Overton (1977) reported that the pattern of cell sorting is consistent with the pattern of junction formation: cells that form many junctions sort to the inner regions of the aggregate. He also pointed out that differences in adhesive force could control cell sorting, depending on the density of cell junctions. Adhesive force is greater between endodermal cell pairs (>50 pN; Sato-Maeda et al., 1994) than between ectodermal cell pairs (30 pN).

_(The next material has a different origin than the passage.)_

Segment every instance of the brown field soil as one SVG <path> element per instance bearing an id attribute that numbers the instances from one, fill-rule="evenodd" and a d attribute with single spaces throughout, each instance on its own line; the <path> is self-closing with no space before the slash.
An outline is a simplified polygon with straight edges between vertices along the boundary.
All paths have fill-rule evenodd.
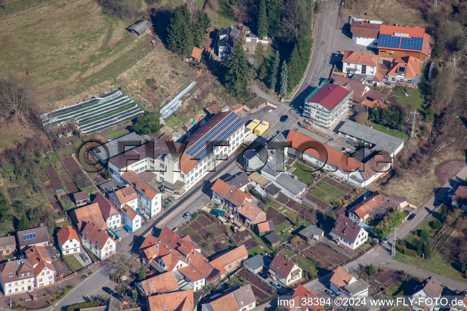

We observed a greater proportion close membrane contacts between endodermal cells than between ectodermal cells, corroborating Overton’s (1977) observations and suggesting that close membrane contacts may play a role in the cell sorting process at a very early stage.
We combined the use of double pipettes with a three-dimensional laser manipulator to control single cells for morphological observation and to investigate cell-to-cell surface interactions. Our data indicate that single cells of different tissue origins show morphological differences in cell contact in the early regeneration process.
Acknowlegment
We wish to express our thanks to our colleague in the Photodynamics Research Center (RIKEN) and to Dr Ian Gleadall for helpful suggestions and comments on the manuscript.